Тарелки остались на столе; однако, по одной ей ведомому требованию порядка, она вывернула наизнанку свой чемодан, и я, улегшись на тахту, безучастно следил, как сползается обратно - не с большей в итоге пунктуальностью - по двум комнатам раскинутое содержимое. Мне нравились ее вещи, хотя она, это было видно, пользовалась ими скорей по необходимости и в конце концов попросту спихала их как попало назад, выделив, впрочем, что-то ей важное и отведя ему место. Вслед за тем стало ясно, что она снова хочет в город; была половина двенадцатого.

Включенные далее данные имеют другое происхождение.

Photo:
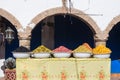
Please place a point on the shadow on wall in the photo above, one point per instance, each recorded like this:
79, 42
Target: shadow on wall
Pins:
72, 32
114, 44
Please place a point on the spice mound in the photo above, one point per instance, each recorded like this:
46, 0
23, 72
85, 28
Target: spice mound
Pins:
83, 48
41, 49
22, 49
101, 49
62, 49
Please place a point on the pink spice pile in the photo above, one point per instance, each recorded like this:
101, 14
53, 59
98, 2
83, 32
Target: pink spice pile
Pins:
62, 49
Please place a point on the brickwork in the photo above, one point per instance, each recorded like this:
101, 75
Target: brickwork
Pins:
100, 37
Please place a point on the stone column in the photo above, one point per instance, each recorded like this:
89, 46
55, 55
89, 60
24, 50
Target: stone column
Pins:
24, 41
100, 38
24, 38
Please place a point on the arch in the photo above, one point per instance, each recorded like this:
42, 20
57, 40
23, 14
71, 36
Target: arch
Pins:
62, 10
10, 18
113, 22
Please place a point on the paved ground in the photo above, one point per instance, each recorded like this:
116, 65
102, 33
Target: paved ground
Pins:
2, 78
113, 78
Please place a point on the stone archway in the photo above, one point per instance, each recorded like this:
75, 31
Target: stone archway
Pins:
114, 21
62, 10
10, 18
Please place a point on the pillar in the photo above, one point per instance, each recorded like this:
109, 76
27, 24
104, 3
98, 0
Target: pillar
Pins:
24, 38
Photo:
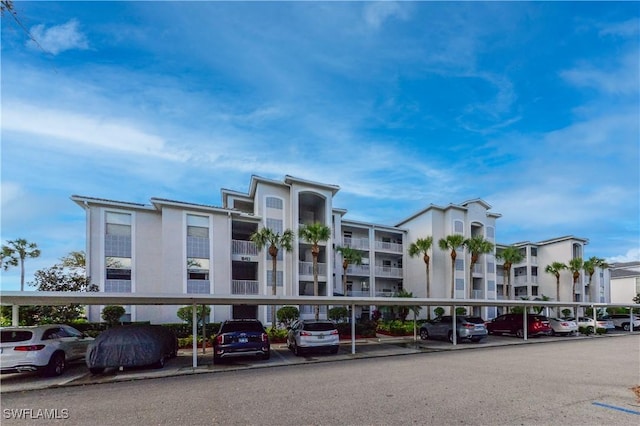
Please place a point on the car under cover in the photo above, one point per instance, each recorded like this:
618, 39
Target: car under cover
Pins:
132, 346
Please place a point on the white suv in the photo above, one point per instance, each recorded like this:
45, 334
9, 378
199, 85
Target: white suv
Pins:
46, 348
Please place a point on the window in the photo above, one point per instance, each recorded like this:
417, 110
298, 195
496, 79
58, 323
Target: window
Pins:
274, 203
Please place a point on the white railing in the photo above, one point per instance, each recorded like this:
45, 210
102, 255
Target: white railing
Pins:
245, 287
388, 271
394, 247
356, 243
244, 247
306, 268
358, 270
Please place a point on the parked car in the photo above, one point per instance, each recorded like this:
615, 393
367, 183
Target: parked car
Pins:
563, 326
306, 335
131, 346
469, 328
587, 323
46, 348
538, 325
237, 338
623, 321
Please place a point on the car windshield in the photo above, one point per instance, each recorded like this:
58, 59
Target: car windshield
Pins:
15, 336
319, 326
231, 327
474, 320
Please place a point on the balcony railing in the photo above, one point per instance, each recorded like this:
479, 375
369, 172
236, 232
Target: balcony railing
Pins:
306, 268
358, 270
245, 287
242, 247
394, 247
356, 243
388, 271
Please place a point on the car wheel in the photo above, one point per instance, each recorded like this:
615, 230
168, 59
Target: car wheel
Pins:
56, 365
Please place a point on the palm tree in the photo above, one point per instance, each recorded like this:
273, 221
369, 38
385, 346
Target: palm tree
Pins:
274, 240
350, 256
314, 234
476, 246
422, 247
554, 269
509, 256
590, 266
15, 252
452, 242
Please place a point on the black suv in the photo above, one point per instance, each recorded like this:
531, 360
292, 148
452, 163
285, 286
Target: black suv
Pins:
237, 338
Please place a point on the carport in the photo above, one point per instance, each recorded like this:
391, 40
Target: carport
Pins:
19, 298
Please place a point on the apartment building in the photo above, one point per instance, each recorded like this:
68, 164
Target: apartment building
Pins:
177, 247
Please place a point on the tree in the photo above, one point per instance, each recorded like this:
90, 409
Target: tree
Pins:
186, 314
111, 314
265, 237
15, 253
452, 242
60, 278
287, 314
575, 266
554, 269
422, 247
590, 265
314, 234
476, 246
350, 256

Мы вышли во тьму. Высоко в листве, словно одинокие поэты для себя, горели фонари, не озаряя ничего, кроме собственного неуютного гнезда из листьев. Не знаю, что чувствовала она, но мне казалось, что черный город тянет ее вглубь, как в пропасть. Двумя пустыми троллейбусами кое-как добрались мы до центра. Вновь не узнавал я мест, наугад идя по знакомым улицам, и с тайным страхом подымал глаза вверх, к освещенным снизу фасадам, ища то, что было тут прежде мое, а теперь скрывалось, послушно отступая перед натиском чужого чувства. И снова город поддавался мне, взяв на себя двусмысленную роль сводника и колыбели. Не прошло и двадцати минут, как он убаюкал ее; все плотнее прижималась она ко мне на холодеющих после дождя переулках. Все ниже опускалась ее голова мне на плечо - и вот уж я вез ее обратно, томно-серьезную, ничего не замечавшую от дремы.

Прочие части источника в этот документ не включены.